22      Finally, the prosecutor told the jury: “Ladies and gentlemen, you saw Frank Webster.  You saw Paul Gottsacker, I believe that their testimony and their demeanor [were] credible.”  This comment is the most objectionable of the four.  The prosecutor’s colloquial use of the phrase “I believe” smacks of vouching for the witnesses.  Nonetheless, some courts have held that this phrasing is permissible.  See, e.g., State v. Walsh, 558 A.2d 1184, 1187 (Me. 1989) (“[T]he role of the prosecutor is to argue for guilt, and [jurors] might just as well read nothing more into ‘I believe’ than they have already read into the decision to prosecute.”); Mintun v. State, 966 P.2d 954, 960 (Wyo. 1998) (colloquial phrases such as “I believe” are permissible in the context of discussing the evidence).

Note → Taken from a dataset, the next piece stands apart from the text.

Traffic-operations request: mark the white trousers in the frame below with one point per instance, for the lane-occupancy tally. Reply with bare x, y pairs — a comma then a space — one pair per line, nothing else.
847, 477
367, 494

23      There is a fine line between what is and is not permitted concerning the lawyer’s personal opinion.  Even if there are improper statements by a prosecutor, the statements alone will not be cause to overturn a criminal conviction.  United States v. Young, 470 U.S. 1, 11 (1985) (“criminal conviction is not to be lightly overturned on the basis of a prosecutor’s comments standing alone”).  Rather, the statements must be looked at in context of the entire trial.  Id.  Here, the prosecutor tempered the appearance that he was imposing his own credibility determination upon the jury by asking the jurors to use their own best judgment in assessing the truthfulness of the witnesses.  Specifically, the prosecutor reminded the jurors that they themselves saw Webster and Gottsacker testify and could draw their own conclusions.

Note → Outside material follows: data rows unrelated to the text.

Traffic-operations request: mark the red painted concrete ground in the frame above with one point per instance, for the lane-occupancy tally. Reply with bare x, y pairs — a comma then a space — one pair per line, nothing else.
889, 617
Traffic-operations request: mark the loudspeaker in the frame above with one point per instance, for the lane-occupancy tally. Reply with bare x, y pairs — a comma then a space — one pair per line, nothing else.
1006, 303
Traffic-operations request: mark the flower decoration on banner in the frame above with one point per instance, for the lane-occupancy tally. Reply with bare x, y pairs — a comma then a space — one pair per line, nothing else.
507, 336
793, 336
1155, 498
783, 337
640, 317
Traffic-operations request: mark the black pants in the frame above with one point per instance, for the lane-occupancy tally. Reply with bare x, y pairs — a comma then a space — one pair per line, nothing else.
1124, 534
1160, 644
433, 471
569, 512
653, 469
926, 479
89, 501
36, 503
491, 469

24      Also, the prosecutor’s comment occurred in the midst of his summation of the evidence.  A prosecutor may comment on the credibility of witnesses provided that comment derives from the evidence.  Adams, 221 Wis. 2d at 17.  The prosecutor did an exhaustive review of the evidence and, in this case, his comment about what he believed was tied to the record.  We are not persuaded that the remark rises to the level of a fundamental error or that it usurped the role of the jury as arbiter of witness credibility. 


25      We decline to grant Lammers the new trial that he seeks because we conclude the prosecutor’s comments did not rise to the level of “plain error” that “so infected the trial with unfairness as to make the resulting conviction a denial of due process.”  See Mayo, 301 Wis. 2d 642, ¶43 (citation omitted).  The questionable comments by the prosecutor, when taken in context, particularly in light of the prosecutor’s references to the record evidence and the court’s instructions to the jury, do not warrant a new trial.  We affirm the judgment of conviction and the order denying postconviction relief.

            By the Court.—Judgment and order affirmed.















[1]  All subsequent references to the Wisconsin Statutes are to the 2007-08 version unless otherwise indicated.

[2]  The record contains references to a 1982 Camaro and a 1983 Camaro.  Regardless of this inconsistency, we understand the witnesses to be referring to the red Z28 Camaro that is the subject of the fraudulent insurance claim.